İngiliz sinemasının en güçlü yönlerinden biri tiyatro ve özellikle Kraliyet Akademisi’nin oyuncularını kullanıyor olmasıdır. Hem Akademi, hem de BBC, sinema dünyasının en yetenekli oyuncularının çıktığı, hem ingiliz, hem Hollywood, hem de dünya sinemasında unutulmaz performanslarının temellerinin atıldığı okullar oldu tarihleri boyunca…
Bu iki okulun sinema dünyasındaki en önemli temsilcilerinden biri Peter O’Toole bugün hayata gözlerini yumdu. Orta sınıf bir ailenin çocuğu olarak dünyaya gelen O’Toole, gazeteciliği deneyip ardından aktörlükte karar kıldığında ve kısa bir askerlik döneminin ardından Royal Academy of Dramatic Arts’a başvurduğunda sinema tarihine imza atan bir sınıf oluştu. Albert Finney, Alan Bates ve Richard Harris gibi ustalarla aynı sınıfa düşen O’Toole, sınıf arkadaşlarından daha çabuk bir şekilde sinemaya geçti ve yıldız oldu. 1956’da BBC dizilerinde küçük rollerle başlayan oyunculuk yaşamında daha yolun başındayken ilk büyük zirvesini yaşadı. 1962’te David Lean’in yönettiği Lawrence of Arabia’daki rolüyle sinema tarihinin en iyi oyunculuk performanslarından birini ortaya koydu.
Hemen 2 yıl sonra Becket’teki rolüyle yeteneklerini tüm sinema dünyasına kanıtladı ve artık rollerini kendisi seçmeye başladı. 1967’de The Night of Generals, 1968’de The Lion in Winter’la neredeyse her 2 yılda bir sinema klasiklerinde yer almaya başladı.
Oyunculuk stili hem aristokrat ingiliz havasını, hem de ingiliz işçi sınıfını bir araya getirebilen eşsiz bir karışım olduğu için 70’li yıllarda uçarı, aristokrasinin ve toplumun kurallarını tersleyen karakterleri başarıyla canlandırdı. Kraliyet ailesinin verdiği sir ünvanını da ideolojik nedenlerle belki de bu yüzden reddetti.
İçkiye aşırı düşkünlüğü, 1970’li yıllarda bir dizi ameliyatla sindirim sisteminin büyük bir bölümünü ameliyat masasına bırakmasına neden oldu.
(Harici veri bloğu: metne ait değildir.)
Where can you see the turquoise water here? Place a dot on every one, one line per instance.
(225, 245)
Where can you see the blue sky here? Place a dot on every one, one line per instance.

Bundan kaynaklanan sağlık sorunları nedeniyle sinema yaşamını daha düşük tempoda devam ettirdi. TV dizilerinde konuk oyunculuk, büyük Hollywood filmlerinde güçlü yan roller (örneğin 2004’te Troy’da Priam gibi) son 30 yılı ustalığının keyfini çıkararak geçirmesini sağladı. Son İmparator gibi önemli klasiklerde, unutulmaz performanslara atmayı sürdürdü.
Rugby ve profesyonel olarak antrenörlük yapacak kadar kriket sevmesi, sıkı Sunderland taraftarlığı, “Güzel havalardan ve güneşten nefret ederim, benim için cennet bir dizi dumanaltı odadır” gibi özlü sözleriyle sinema dışında da renkli bir hayat sürdü.
Son olarak 8 kere oscar’a aday olup hiç alamadığını hatırlatalım, ki bu bize göre ne kadar büyük bir oyuncu olduğunu gösteren başka bir durum.